Pennsylvania's transition to electric cars is going just OK, according to new report
The U.S. transportation sector accounts for more than a quarter of the nation’s greenhouse gas emissions, so greener vehicles are critical for the national well-being. But although Pennsylvania has made some progress in electrification, a new report from the American Council for an Energy-Efficient Economy found that the commonwealth has significant room for improvement.
“I don’t think Pennsylvania’s doing the [work] necessary to really both plan for and help promote the transition to electric vehicles,” said Peter Huether, senior research associate at ACEEE, and an author of the report, the 2023 Transportation Electrification Scorecard.
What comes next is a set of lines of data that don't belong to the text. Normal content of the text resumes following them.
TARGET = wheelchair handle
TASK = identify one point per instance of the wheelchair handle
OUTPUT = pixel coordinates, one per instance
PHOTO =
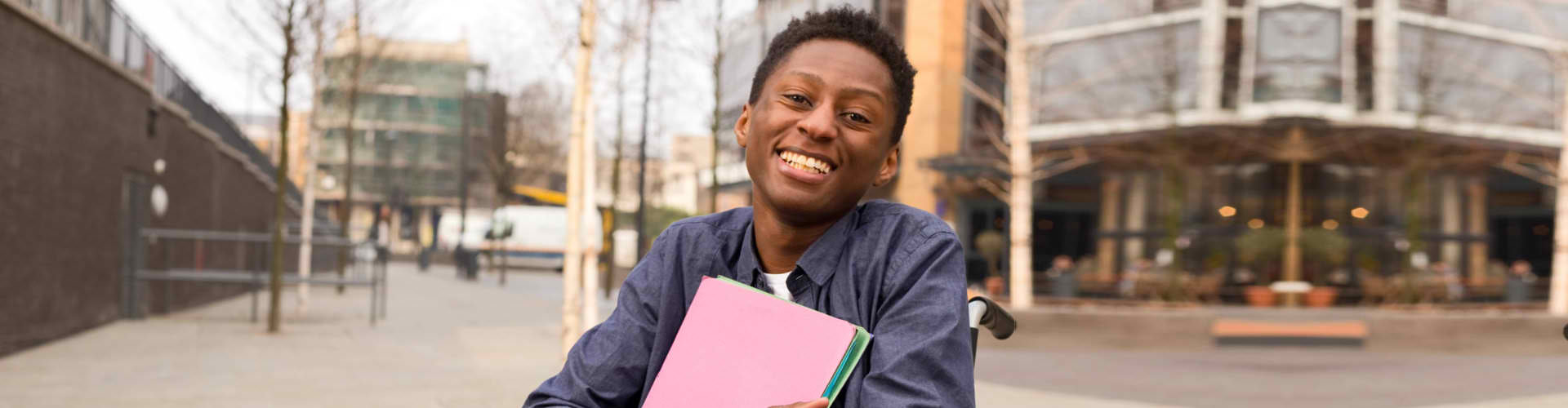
(985, 313)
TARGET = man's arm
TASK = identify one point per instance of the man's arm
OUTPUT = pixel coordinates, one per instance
(921, 355)
(608, 363)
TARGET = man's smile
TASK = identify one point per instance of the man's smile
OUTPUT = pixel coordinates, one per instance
(804, 166)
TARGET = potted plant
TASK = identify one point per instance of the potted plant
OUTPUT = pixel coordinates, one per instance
(1261, 248)
(1322, 246)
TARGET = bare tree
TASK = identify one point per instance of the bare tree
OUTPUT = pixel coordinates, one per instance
(1013, 162)
(571, 277)
(717, 127)
(287, 16)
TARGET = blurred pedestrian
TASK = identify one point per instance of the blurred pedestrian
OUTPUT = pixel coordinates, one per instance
(1129, 278)
(1520, 283)
(1063, 280)
(1450, 280)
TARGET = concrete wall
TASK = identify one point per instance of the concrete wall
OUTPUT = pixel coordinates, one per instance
(73, 129)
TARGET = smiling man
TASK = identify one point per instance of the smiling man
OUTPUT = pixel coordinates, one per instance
(821, 127)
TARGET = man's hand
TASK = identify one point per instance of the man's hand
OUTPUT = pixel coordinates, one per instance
(806, 404)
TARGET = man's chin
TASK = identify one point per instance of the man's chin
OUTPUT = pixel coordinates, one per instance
(799, 207)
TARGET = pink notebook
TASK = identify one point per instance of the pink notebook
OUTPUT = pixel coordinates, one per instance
(745, 347)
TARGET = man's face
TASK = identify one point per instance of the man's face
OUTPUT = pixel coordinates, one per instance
(821, 132)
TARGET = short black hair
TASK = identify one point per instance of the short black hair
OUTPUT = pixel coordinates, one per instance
(855, 27)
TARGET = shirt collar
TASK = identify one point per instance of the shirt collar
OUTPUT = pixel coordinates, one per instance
(819, 261)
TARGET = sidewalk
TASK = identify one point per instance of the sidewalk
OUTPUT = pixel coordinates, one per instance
(446, 343)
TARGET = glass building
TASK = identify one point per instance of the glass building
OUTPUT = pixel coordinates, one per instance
(408, 132)
(1371, 137)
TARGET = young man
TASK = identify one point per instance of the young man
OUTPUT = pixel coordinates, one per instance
(822, 126)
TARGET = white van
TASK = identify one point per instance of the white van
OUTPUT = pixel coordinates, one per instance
(538, 234)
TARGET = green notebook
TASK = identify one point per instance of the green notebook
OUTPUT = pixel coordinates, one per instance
(852, 355)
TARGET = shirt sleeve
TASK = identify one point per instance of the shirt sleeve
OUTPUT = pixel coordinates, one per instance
(920, 352)
(608, 363)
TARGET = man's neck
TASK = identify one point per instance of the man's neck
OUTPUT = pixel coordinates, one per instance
(780, 245)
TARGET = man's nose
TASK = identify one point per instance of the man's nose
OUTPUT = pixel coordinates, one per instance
(819, 122)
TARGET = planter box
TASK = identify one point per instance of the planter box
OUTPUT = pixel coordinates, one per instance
(1259, 297)
(1322, 297)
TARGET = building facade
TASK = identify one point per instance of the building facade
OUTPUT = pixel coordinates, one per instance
(1363, 139)
(414, 151)
(98, 120)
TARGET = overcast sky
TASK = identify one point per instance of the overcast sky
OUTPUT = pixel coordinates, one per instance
(521, 40)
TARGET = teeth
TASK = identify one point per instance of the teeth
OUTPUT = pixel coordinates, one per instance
(802, 162)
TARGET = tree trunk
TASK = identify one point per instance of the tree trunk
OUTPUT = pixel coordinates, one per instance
(719, 63)
(1557, 302)
(571, 277)
(281, 181)
(347, 209)
(1022, 200)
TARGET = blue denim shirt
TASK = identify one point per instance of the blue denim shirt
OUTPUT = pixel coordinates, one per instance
(891, 268)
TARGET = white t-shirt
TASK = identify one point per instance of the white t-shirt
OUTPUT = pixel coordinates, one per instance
(780, 285)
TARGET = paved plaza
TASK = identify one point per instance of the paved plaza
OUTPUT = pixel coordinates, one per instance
(451, 343)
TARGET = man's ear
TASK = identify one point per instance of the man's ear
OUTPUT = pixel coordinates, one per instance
(889, 166)
(742, 124)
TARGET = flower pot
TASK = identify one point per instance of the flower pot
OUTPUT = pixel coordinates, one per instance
(993, 286)
(1259, 297)
(1322, 297)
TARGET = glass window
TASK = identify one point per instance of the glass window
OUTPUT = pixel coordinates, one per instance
(49, 10)
(1054, 15)
(95, 24)
(1120, 76)
(71, 18)
(136, 51)
(1297, 55)
(1476, 81)
(117, 38)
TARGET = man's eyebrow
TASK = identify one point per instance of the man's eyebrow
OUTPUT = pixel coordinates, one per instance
(817, 81)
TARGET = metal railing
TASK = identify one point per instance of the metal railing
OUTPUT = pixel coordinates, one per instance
(117, 38)
(247, 265)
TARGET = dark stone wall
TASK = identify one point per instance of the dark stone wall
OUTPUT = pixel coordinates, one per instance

Pennsylvania offers a $1,500 rebate to someone who buys a new plug-in hybrid vehicle, and $2,000 for a new electric vehicle (eligible low-income buyers can receive an additional $1,000). The state also will give rebates for Level 2 charging infrastructure, which can be either residential or commercial,and has incentivized utilities to invest in charging infrastructure projects.
However, state officials have not adopted definitive goals, such as a deadline for when dealers can no longer sell internal combustion engine vehicles.
Since the 1970 adoption of the Clean Air Act, California has had the ability to set its own vehicle emissions standards, and other states have the option to adopt those or the federal standards. California mandated that all new cars sold in the state be all-electric by 2035, and the ACEEE report urges more states to take up that regulation.
While the Pennsylvania Department of Environmental Protection signaled it would move to do so in 2021, it has not happened, said Rob Altenburg, senior director for energy and climate with the nonprofit PennFuture.
The average lifespan of a new car is about 12 years, according to the Bureau of Transportation Statistics, so Pennsylvania would have internal combustion engine cars on the road for years to come. Even so, “getting new purchases of cleaner vehicles is really what drives pollution down,” Altenburg said. “There isn’t much you can do after the fact.”
There are more than 12 million vehicles registered in Pennsylvania, and far fewer than 1 percent of them are electric, according to the ACEEE report. And despite various state grant programs to encourage alternative fuels, the percentage of electric school buses and transit system buses are even lower.
Some of the drag on the state’s willingness to push EVs may stem from a thorny issue many states face: how to fund vital infrastructure without the gas tax they currently rely on.
That is “not an unsolvable problem,” Altenburg said. But “that’s the elephant in the room when it comes to EVs right now.”
Even a hybrid vehicle like a Prius travels a lot further on less gas, raising the question of how to fund a transportation system with a fair level of support from everyone who uses it.
Amid years of falling gas tax revenue, discussions are ongoing about whether to charge a flat fee on electric vehicles — or to charge based on the number of miles traveled, as proposed in a 2021 PennDOT report.
Chris Sandvig leads transportation advocacy group Mobilify, and says he hopes to see far more state planning and investment for EVs. He worries, however, that the focus on EVs will mean ignoring a host of other problems associated with single-occupancy vehicles.
“Regardless of what’s moving those wheels … you do not deal with sprawl, you do not deal with the building-efficiency issues that come with sprawl,” he said. Then too, there is the carbon footprint created by the production of batteries, the fact that electric vehicles are heavier, and the question of how the electricity to run those cars is generated.
Huether of ACEEE agreed that while transportation electrification is critical, it’s not a panacea. “We need to be investing in public transit, as well as active transportation” like walking and biking, he said.